The system model is - G751JY

Thanks for the response!


----------



## justg1997 (May 22, 2020)

managed said:


> Hi and welcome to TSG.
> 
> To see what hardware is in that laptop please run this on it and paste the blue text it creates into your reply :-
> https://static.techguy.org/download/tsginfo.exe
> ...


Help me dawg :'(


----------



## managed (May 24, 2003)

Sorry for the slow reply, I think your thread got buried under newer ones.

As a possible workaround what happens if you put the laptop to Sleep rather than turning it off for the night ?

You said a 'system reset' fixes it temporarily, what exactly do you do ?


----------



## justg1997 (May 22, 2020)

managed said:


> Sorry for the slow reply, I think your thread got buried under newer ones.
> 
> As a possible workaround what happens if you put the laptop to Sleep rather than turning it off for the night ?
> 
> You said a 'system reset' fixes it temporarily, what exactly do you do ?


No worries, I didn't reply directly to you so you probably weren't notified or anything, still appreciate the reply!

That currently is my workaround haha, has been going for a few days solid too I might add.

Basically turn it off and on repeatedly while spamming the f9-f12 keys through the "Republic of Gamers" boot logo, and either that or the laptops error response to it being shut off and on brings up the blue screen.
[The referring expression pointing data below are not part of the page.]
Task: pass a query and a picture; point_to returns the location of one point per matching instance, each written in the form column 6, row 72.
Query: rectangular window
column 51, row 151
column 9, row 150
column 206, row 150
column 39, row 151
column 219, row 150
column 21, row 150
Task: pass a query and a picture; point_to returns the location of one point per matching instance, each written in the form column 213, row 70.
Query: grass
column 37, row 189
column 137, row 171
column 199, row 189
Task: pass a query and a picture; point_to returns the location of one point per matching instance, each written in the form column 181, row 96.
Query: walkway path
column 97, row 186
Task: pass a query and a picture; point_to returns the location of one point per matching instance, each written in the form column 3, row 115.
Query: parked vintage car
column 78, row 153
At that point I go to advanced settings -> reset pc.

Also, any attempt to download the Geforce ready drivers from nvidia causes a black screen mid download resulting in the same stressful turn off - turn on process.


----------



## managed (May 24, 2003)

Ok, I'm logging off now but I will think about your problem and post here again if I come up with anything.


----------



## justg1997 (May 22, 2020)

managed said:


> Ok, I'm logging off now but I will think about your problem and post here again if I come up with anything.


I appreciate it


----------



## justg1997 (May 22, 2020)

managed said:


> Ok, I'm logging off now but I will think about your problem and post here again if I come up with anything.


Baby come back, you can blame it all ON MEEEEEE :'(


----------



## managed (May 24, 2003)

justg1997 said:


> Baby come back, you can blame it all ON MEEEEEE :'(


I certainly will. 

Make sure you are connected to the Internet
In Device Manager expand Display adaptors
right click on the revealed adaptor > Update driver > Search automatically...

If that installed a newer driver see if the TV display still works now after a restart.


----------



## justg1997 (May 22, 2020)

managed said:


> I certainly will.
> 
> Make sure you are connected to the Internet
> In Device Manager expand Display adaptors
> ...


The update went through and the restart worked but I am still terrified to shut it off lmao! Should I give it a go anyways?


----------



## managed (May 24, 2003)

I would go for it, you will have to shut it down eventually so do it now while you still have a chance of doing a restore if necessary.

Good luck !


----------



## justg1997 (May 22, 2020)

managed said:


> I would go for it, you will have to shut it down eventually so do it now while you still have a chance of doing a restore if necessary.
> 
> Good luck !


Did a full shutdown and everything is working perfect! Wondering if I should maybe try the GTX geforce game ready driver now.... hmmmmmmmmmmmm. What do you think? Again I appreciate all of your help!!!


----------



## managed (May 24, 2003)

I doubt you will gain anything by installing that driver and why take the risk now it's working well ?


----------



## justg1997 (May 22, 2020)

managed said:


> I doubt you will gain anything by installing that driver and why take the risk now it's working well ?


Good point, I appreciate all of the help! You've been my savior <3


----------



## managed (May 24, 2003)

You're welcome. :up:

(When you're sure it's fixed please click on [Mark Solved] at the top of your page)


----------